Clostridium difficile, a major nosocomial pathogen is the principal causative agent of antibiotic associated diarrhea and pseudomembranous colitis. The toxigenic C. difficile strains that cause disease secrete virulence factors, toxin A and toxin B, which are responsible for colonic injury and inflammation. C. difficile toxins have no export signature and are secreted by an unusual mechanism that involves TcdE, a holin-like protein. Like other channel forming proteins, TcdE exists as the oligomer in C. difficile membrane. The preliminary study found tcdE mRNA to contain multiple start-codons that translate into three different isoforms. It was also noted that tcdE over-expression in bacteria causes membrane damage. Based on these observations, it was hypothesized that TcdE content in C. difficile is highly controlled through various regulatory mechanisms.

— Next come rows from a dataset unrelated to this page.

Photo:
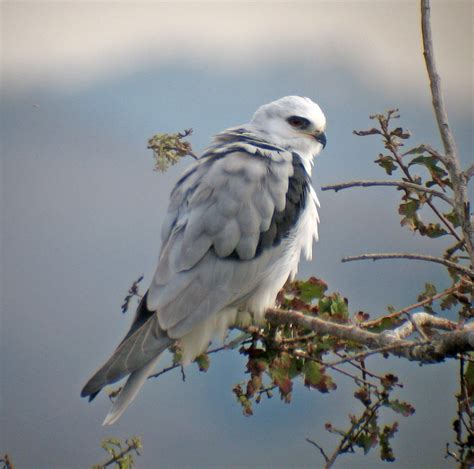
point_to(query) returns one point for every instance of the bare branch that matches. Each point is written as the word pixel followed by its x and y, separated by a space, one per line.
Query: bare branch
pixel 319 447
pixel 452 161
pixel 402 184
pixel 420 321
pixel 469 173
pixel 418 257
pixel 437 349
pixel 397 314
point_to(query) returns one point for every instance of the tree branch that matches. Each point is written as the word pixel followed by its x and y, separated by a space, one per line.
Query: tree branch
pixel 418 257
pixel 453 166
pixel 469 173
pixel 402 184
pixel 397 314
pixel 437 349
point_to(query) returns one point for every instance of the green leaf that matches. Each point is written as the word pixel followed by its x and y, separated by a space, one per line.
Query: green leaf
pixel 400 407
pixel 387 163
pixel 448 302
pixel 453 218
pixel 386 451
pixel 339 307
pixel 366 441
pixel 409 208
pixel 432 230
pixel 469 380
pixel 311 289
pixel 315 377
pixel 203 362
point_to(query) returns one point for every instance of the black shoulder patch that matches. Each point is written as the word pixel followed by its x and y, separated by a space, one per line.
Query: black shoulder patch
pixel 141 317
pixel 284 221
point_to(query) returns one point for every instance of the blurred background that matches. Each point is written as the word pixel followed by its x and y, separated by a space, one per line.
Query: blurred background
pixel 84 85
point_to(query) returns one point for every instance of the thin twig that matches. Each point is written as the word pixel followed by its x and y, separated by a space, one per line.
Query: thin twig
pixel 364 355
pixel 469 173
pixel 231 345
pixel 304 355
pixel 360 368
pixel 418 257
pixel 402 184
pixel 319 447
pixel 396 314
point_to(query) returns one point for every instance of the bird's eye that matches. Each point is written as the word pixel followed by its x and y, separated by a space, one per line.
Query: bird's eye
pixel 298 122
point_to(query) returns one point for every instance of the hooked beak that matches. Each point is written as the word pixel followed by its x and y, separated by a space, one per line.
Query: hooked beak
pixel 321 138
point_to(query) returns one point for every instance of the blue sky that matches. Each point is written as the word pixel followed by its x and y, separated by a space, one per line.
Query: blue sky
pixel 83 88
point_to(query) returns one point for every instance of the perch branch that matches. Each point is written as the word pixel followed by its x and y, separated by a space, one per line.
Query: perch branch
pixel 402 184
pixel 437 349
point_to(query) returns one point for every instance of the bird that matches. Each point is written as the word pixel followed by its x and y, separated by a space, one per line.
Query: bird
pixel 238 220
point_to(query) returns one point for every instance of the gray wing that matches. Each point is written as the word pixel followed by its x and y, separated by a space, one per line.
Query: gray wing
pixel 144 341
pixel 223 214
pixel 220 220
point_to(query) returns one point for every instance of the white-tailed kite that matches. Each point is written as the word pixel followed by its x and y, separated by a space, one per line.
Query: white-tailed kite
pixel 237 222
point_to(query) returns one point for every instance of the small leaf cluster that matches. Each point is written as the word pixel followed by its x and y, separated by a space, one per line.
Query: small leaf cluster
pixel 430 189
pixel 277 356
pixel 421 157
pixel 121 453
pixel 365 431
pixel 168 149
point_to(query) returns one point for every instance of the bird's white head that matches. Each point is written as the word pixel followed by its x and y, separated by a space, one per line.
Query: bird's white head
pixel 294 123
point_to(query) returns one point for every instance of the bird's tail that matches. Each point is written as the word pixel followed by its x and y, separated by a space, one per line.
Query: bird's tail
pixel 128 393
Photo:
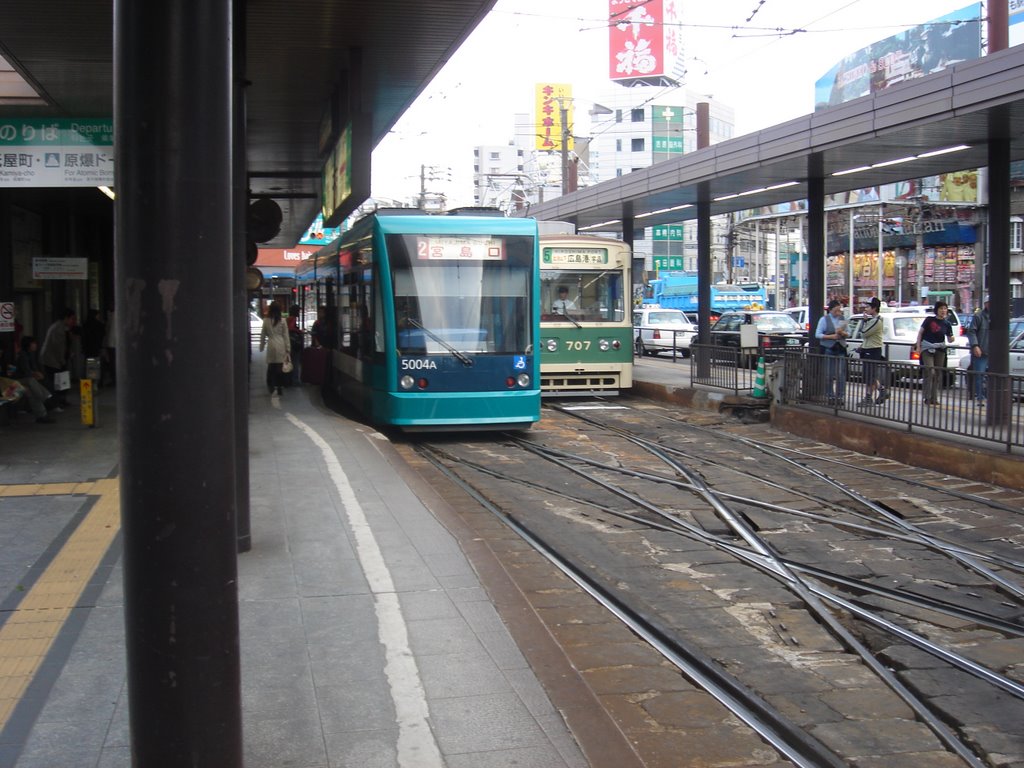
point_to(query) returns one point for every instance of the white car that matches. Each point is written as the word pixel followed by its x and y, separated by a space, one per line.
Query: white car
pixel 899 334
pixel 255 327
pixel 663 330
pixel 1016 363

Aim 1 of this application will determine how transcription of a tcdE gene is regulated and will also study the regulatory mechanisms involved in the translation control of tcdE mRNA into different TcdE isoforms.
Aim 2 will determine the importance of TcdE in C. diffcile pathogenesis by employing the well standardized C. difficile hamster infection model. Since TcdE has a prominent role in toxin secretion, this study can help us to understand the toxin secretion mechanism and its significance in C. difficile pathogenesis.
Severity and the incidence of Clostridium difficile-associated disease are on the rise, making C. difficile infections as one of the major public health concern in the United States. The research proposed here has relevance to public health, because it focuses on understanding the mechanisms involved in the production of TcdE, a protein needed for toxins secretion in C. difficile.